1. Do not cheapen yourself or let someone else do it. People will try to convince you that you should take less money because you are young, but keep in mind that there is a difference between young and inexperienced. Sometimes they overlap, you can be both young and inexperienced, or you could be young but have a lot of experience and talent. While there is something to be said about the amount training and years into something you have the more you can charge, if you have come up with your price and you confident with it do not settle for less. If you charge something at one place or with someone know that that number may follow you. Makeup artistry is a lot of word of mouth and you can’t have people comparing vastly different numbers in a short amount of time. It’s a fast way to lose customers and clients. Another reason this is bad is because you’ll get in the habit of changing your prices because someone older than you told you to. If they are telling you that you are overcharging because of a legitimate reason, then it might be good to listen and do your own research, but keep in mind that if people sense you are young they may try to pull a fast one.

2. Get experience, but not always for free. I’ve done a lot of free gigs, but sprinkle them in with paid gigs. You will be taken more seriously when you get paid for your service, it’s just the way it is. Another way to look at this is to get experience through training, go to free classes and take any free advice you can get, but sometimes it is good to invest in a class and pay for a certificate or class.

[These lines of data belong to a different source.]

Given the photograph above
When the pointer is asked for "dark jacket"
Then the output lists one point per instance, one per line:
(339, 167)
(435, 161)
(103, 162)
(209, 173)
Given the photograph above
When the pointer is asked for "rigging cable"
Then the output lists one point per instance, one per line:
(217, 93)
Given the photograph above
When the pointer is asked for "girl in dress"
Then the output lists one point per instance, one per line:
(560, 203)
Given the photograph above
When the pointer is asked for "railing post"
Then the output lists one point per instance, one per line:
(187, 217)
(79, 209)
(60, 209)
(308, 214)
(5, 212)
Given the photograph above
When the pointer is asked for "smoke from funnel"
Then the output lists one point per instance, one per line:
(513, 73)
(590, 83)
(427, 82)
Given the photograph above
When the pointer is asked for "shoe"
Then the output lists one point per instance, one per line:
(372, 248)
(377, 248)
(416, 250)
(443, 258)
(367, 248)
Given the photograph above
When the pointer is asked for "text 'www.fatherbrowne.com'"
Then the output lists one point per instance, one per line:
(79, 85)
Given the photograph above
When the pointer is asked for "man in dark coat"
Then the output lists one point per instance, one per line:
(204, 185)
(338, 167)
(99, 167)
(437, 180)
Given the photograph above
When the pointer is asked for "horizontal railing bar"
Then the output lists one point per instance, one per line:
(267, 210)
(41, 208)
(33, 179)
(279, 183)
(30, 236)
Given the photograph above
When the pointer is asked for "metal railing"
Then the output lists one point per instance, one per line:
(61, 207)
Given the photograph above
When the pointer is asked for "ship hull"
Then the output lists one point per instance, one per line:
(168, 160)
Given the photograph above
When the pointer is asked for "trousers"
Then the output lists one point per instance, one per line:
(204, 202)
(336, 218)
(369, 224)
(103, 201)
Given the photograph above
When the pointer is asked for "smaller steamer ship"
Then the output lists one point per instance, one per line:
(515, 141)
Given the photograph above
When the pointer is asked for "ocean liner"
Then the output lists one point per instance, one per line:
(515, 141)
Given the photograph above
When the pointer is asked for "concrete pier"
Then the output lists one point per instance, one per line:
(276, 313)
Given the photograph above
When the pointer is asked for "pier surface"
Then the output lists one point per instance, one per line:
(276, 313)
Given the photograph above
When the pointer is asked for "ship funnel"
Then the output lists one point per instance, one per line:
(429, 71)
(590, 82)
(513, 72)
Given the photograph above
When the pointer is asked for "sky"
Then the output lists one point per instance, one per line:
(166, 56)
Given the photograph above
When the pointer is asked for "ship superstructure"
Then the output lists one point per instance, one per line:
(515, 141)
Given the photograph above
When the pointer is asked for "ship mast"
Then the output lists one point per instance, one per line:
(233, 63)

3. Team up with someone else. It’s good to get together with someone else who is new and combine your skills. It’s also good if you can have someone take you on like an apprentice. This will most likely increase your chances of getting projects and clients. Don’t feel like you always have to find another makeup artist, team up with a hairstylist or a photographer.

4. Observe what others do. Do other people utilize social media? Do they carry around a pocket hand sanitzer while they work? Check out little details and see if any of them work for you. It will save you time from having to figure everything out yourself.

Show up on time, be as professional as you can be and know what you can bring to the table no matter how old you are.